The 13 workers will each get $6.7 million, before taxes, over 26 years, California Lottery spokeswoman Norma Minas said. 

They will each get a first check for $167,307 in three to six weeks, with annual payments increasing each year to a final $341,307 payment in the 26th year, she said. 

The retailer who sold the winning ticket, Thomas Lewis of L&E Liquor, gets $435,000. 

It was Champaine who collected $1 from each of her employees on Saturday after learning the jackpot had swelled. 

“Who wasn’t here I just went down in my purse and I found enough change, got enough to include everybody. I would hate for us to win and not everybody. We are a team here.

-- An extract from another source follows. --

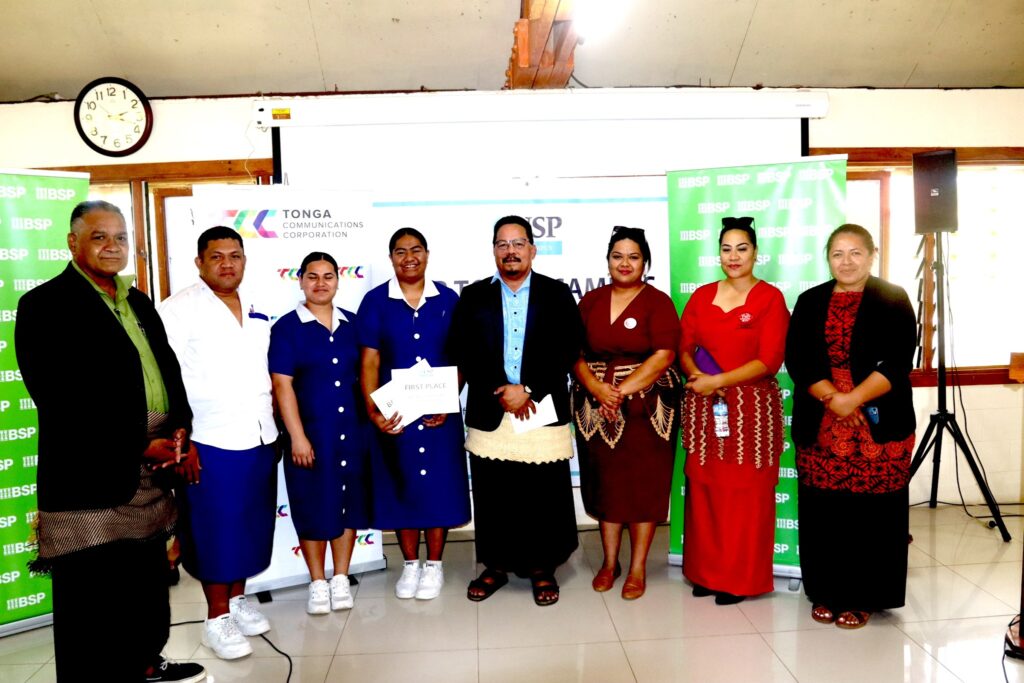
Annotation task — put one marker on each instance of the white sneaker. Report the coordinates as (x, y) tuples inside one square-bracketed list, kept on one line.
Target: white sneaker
[(431, 580), (250, 620), (341, 593), (320, 597), (409, 582), (222, 636)]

I wanted all my team to be sharing in the winnings,” she said. 

What’s she going to do with the money? 

“Paint the house and get a new fence,” Champaine said. 

Employee Moisha Oliver, who rides a city bus to work, said she got a call Monday night from Champaine to let her they had won. She didn’t believe it. 

“I said, ’I’ll see you in the morning. If there’s cameras and lights, I’ll know we won,”’ she told reporters Tuesday staking out the Starbucks before dawn. 

Oliver said she was going to buy a house, stash college money for her kids and get a car. 

Asked how she could be so calm, she said: “I am doing toe touches and cartwheels inside. I’m trying to keep it calm, not get too crazy. I can’t do cartwheels because I have a skirt on. If I had pants on I think I’d be out there giving you a cheerleading show, jumping up and down on the tables. But I’ve got to be ladylike,” she said. 

Employee Keith Matthews was also on the job. There was no way to wipe the grin off his face. 

“I don’t know what to say. It’s the kind of news that makes you want to jump up and say hi to the guys in the shuttle,” Matthews said. 

It’s been a rough couple of years for Champaine. Besides the death of her husband, she had lost her job when a department store shut down. 

“I don’t drink coffee and I don’t know much about the culture, but Starbucks hired me and made me manager. I came to work today with only $7 in my pocket. God is wonderful,” Champaine said, adding she had no immediate plans to quit her job.